The showdown between the Manga Coalition and online scan aggregators took a major turn as the biggest online aggregator bows down from the fight. OneManga, the highest visited scan aggregator, ranking 935 on Google’s top 1000 sites and 348 on Alexa, has decided to close it’s doors. Early next week, all mangas posted at the site will be gone. The message upon entering the site reads:
“There is an end to everything, to good things as well.”
It pains me to announce that this is the last week of manga reading on One Manga (!!). Manga publishers have recently changed their stance on manga scanlations and made it clear that they no longer approve of it. We have decided to abide by their wishes, and remove all manga content (regardless of licensing status) from the site. The removal of content will happen gradually (so you can at least finish some of the outstanding reading you have), but we expect all content to be gone by early next week (RIP OM July 2010).
The site will not completely shut down though, leaving their forum and it’s community intact. Whether it’s members will move on or stay is another matter but the guys of OneManga are currently debating the next step after deleting all the translated licensed and unlicensed manga from their servers. OneManga’s sister site 1000Manga will also shut down.

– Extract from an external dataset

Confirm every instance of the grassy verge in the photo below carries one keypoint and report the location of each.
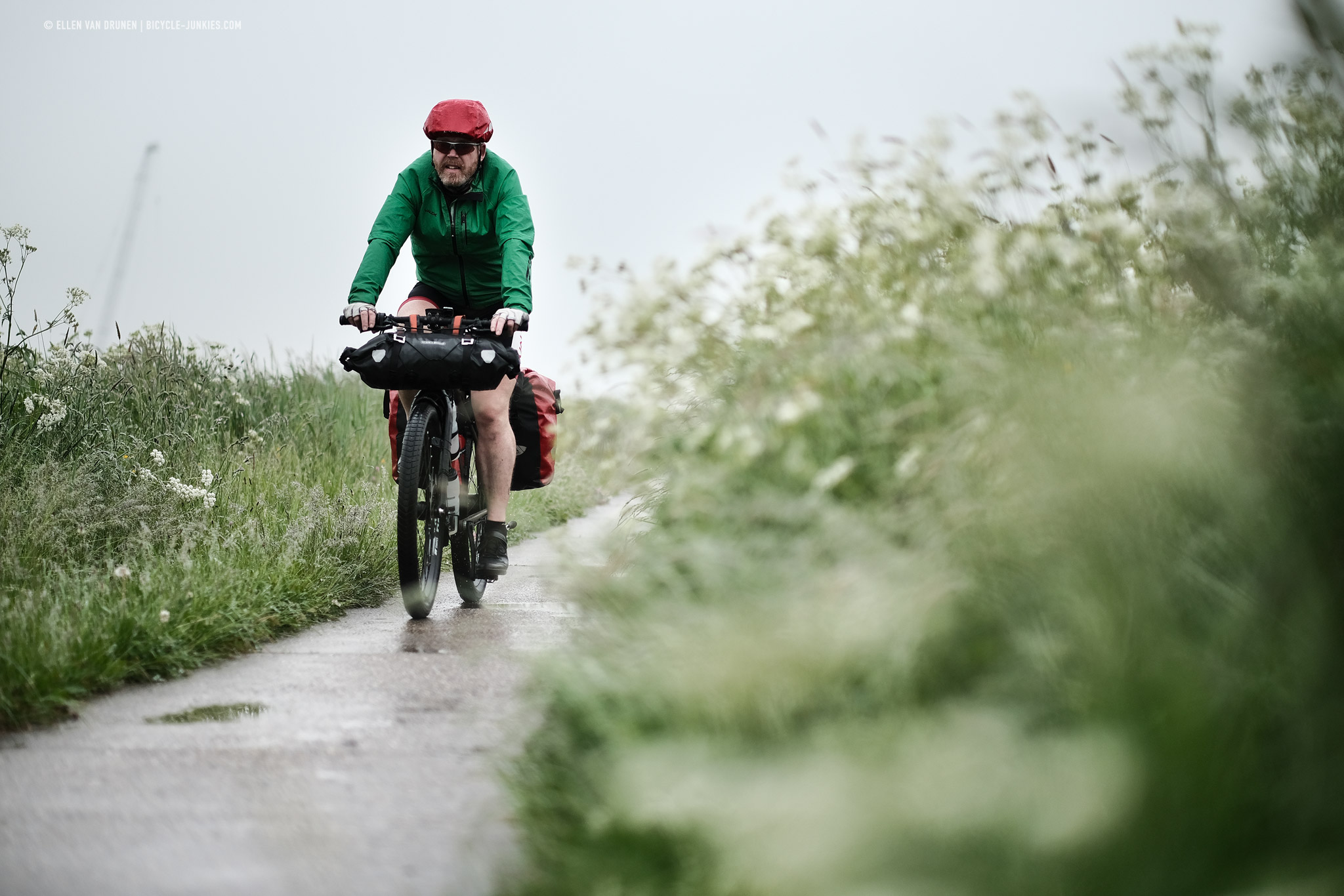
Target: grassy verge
(165, 504)
(996, 542)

As stated previously, MangaHelpers, another scan aggregator and translation site was the first to bow down right after the news of the formation of the Manga Anti-Piracy Coalition. MangaFox, another scan aggregator, has agreed to take down certain licensed mangas due to requests from the scanlators but has made no mention of shutting it’s doors. There are tons of other smaller scan aggregators and whether they follow suit is up in the air.

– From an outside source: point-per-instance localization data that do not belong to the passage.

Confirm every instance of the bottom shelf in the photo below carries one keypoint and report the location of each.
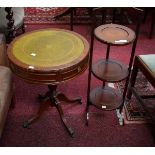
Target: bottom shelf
(106, 98)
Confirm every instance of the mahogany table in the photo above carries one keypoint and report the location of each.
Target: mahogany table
(49, 57)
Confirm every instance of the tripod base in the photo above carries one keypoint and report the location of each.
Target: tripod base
(54, 98)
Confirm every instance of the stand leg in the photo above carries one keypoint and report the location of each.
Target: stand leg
(59, 109)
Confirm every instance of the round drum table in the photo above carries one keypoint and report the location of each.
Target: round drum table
(49, 56)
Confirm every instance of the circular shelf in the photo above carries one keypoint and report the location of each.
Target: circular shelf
(115, 34)
(106, 98)
(110, 70)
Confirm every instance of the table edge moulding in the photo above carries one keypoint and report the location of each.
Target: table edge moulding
(67, 68)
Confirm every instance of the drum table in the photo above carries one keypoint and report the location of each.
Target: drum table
(49, 56)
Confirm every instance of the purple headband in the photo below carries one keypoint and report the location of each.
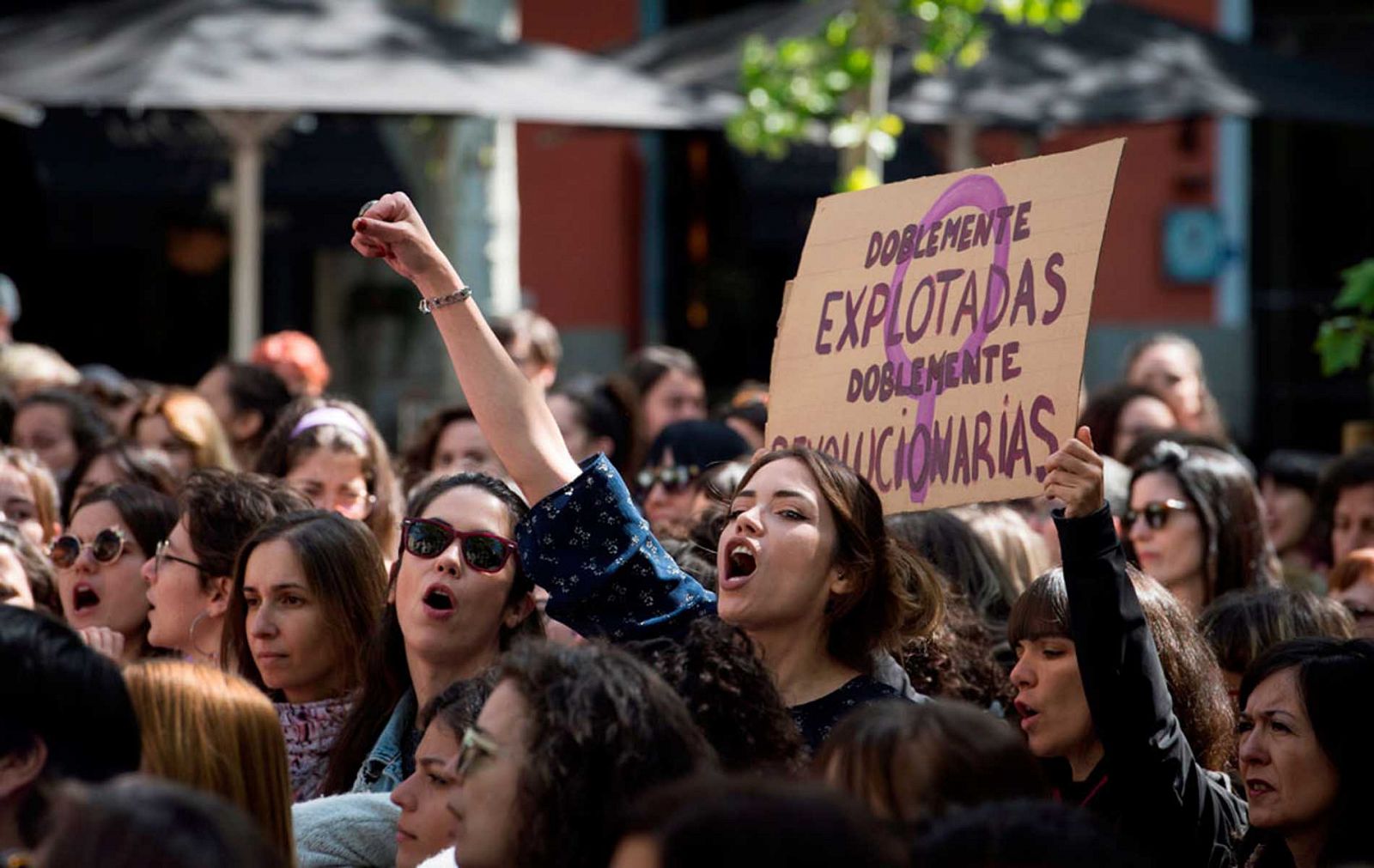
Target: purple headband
(337, 416)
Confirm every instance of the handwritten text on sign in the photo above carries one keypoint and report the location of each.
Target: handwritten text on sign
(933, 337)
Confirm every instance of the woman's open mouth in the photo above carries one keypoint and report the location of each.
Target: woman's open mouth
(741, 563)
(439, 602)
(84, 598)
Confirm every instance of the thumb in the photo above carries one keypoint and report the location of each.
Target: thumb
(1085, 435)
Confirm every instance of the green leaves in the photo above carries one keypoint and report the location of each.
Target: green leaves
(821, 88)
(1343, 341)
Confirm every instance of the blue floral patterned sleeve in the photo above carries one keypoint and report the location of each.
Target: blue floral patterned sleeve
(604, 569)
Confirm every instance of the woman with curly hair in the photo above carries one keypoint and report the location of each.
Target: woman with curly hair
(806, 566)
(569, 739)
(1117, 689)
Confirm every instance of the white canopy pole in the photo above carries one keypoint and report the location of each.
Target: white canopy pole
(246, 131)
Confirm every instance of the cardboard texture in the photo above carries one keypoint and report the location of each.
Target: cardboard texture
(933, 336)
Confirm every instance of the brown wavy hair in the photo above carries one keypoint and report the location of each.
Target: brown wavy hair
(1190, 669)
(217, 734)
(897, 595)
(604, 731)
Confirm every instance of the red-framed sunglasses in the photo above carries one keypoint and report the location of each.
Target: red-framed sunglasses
(430, 537)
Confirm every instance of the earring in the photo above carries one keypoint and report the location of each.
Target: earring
(196, 622)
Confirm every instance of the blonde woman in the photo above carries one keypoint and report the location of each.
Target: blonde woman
(183, 425)
(219, 734)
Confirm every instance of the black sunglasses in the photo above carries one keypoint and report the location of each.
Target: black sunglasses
(672, 478)
(106, 547)
(1156, 514)
(429, 537)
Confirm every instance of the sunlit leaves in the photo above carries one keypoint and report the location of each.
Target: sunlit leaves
(817, 87)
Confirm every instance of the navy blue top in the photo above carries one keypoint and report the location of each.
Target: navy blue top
(608, 576)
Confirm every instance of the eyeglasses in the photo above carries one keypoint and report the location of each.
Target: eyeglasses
(672, 478)
(1156, 514)
(161, 555)
(473, 750)
(429, 537)
(106, 549)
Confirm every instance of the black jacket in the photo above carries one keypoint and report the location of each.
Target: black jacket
(1149, 787)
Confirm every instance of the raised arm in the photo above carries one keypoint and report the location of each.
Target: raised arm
(1123, 679)
(508, 407)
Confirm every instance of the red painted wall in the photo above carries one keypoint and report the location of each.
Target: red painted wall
(581, 190)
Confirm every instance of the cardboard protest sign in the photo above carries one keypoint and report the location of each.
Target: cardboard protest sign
(933, 336)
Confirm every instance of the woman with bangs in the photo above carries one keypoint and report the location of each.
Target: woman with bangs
(806, 565)
(1119, 691)
(458, 597)
(330, 451)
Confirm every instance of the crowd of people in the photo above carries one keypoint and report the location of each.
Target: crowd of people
(587, 621)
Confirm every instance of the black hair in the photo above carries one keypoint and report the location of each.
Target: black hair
(1190, 671)
(602, 731)
(149, 823)
(606, 407)
(1236, 549)
(1103, 412)
(1243, 624)
(386, 673)
(1293, 469)
(1021, 834)
(459, 703)
(1344, 473)
(697, 442)
(730, 694)
(752, 822)
(223, 508)
(59, 693)
(1333, 680)
(256, 389)
(146, 467)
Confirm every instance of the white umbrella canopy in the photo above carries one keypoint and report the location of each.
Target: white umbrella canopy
(251, 64)
(357, 57)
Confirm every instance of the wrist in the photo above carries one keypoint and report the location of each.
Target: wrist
(440, 281)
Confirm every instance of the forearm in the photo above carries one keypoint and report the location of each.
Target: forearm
(508, 408)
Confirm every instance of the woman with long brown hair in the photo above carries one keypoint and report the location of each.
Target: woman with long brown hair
(806, 565)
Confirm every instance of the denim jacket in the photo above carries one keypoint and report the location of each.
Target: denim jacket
(385, 765)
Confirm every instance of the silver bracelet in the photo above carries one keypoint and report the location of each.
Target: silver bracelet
(429, 305)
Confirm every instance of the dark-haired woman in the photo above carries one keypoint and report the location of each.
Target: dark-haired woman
(568, 742)
(100, 561)
(675, 467)
(806, 566)
(59, 426)
(330, 451)
(1197, 525)
(448, 442)
(457, 599)
(308, 591)
(1305, 756)
(1130, 705)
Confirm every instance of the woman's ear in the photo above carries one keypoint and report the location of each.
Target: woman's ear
(220, 590)
(21, 768)
(517, 611)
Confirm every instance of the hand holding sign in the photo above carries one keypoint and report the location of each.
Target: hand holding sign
(933, 336)
(1075, 476)
(391, 228)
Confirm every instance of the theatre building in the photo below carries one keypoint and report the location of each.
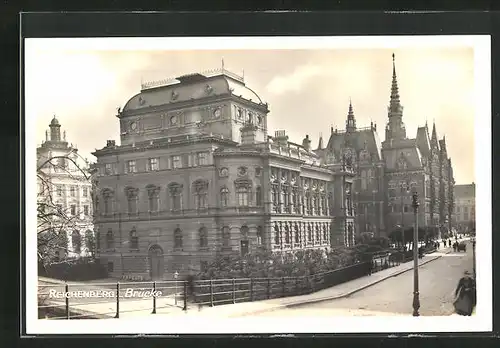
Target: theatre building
(197, 174)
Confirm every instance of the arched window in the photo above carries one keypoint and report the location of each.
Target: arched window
(134, 240)
(109, 239)
(175, 193)
(153, 198)
(107, 196)
(226, 236)
(309, 233)
(258, 196)
(260, 235)
(177, 238)
(224, 197)
(200, 189)
(76, 241)
(242, 195)
(90, 242)
(287, 234)
(203, 237)
(276, 234)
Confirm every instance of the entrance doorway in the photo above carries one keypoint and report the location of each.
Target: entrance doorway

MangaHelpers is the only site which had a fallback plan which is to open up a site called OpenManga promoting licensed manga content from seasoned manga creators as well as new up-and-coming talents from around the world. The site has yet to open but you may follow it’s progress at the big three: twitter, facebook, and their blog.
As more manga companies ratchet up their production of digital manga, it makes me wonder if they can provide service that everyone will be happy with. Will they provide sites with a monthly fee so customers may read any and all titles much like CrunchyRoll’s current service or will the service just provide no membership fees but very limited previews? Maybe they’ll continue much like they have done with publishing physical copies; no previews, just the title, summary, and a price for you to purchase the manga. One thing is for sure, with the lackluster economy we are in now, buyers may be a bit more reluctant to spend their money on goods unless they truly love the series or have money to burn.
For me, I think the next best thing is to hit up your local library and see if they carry any manga titles you are interested in.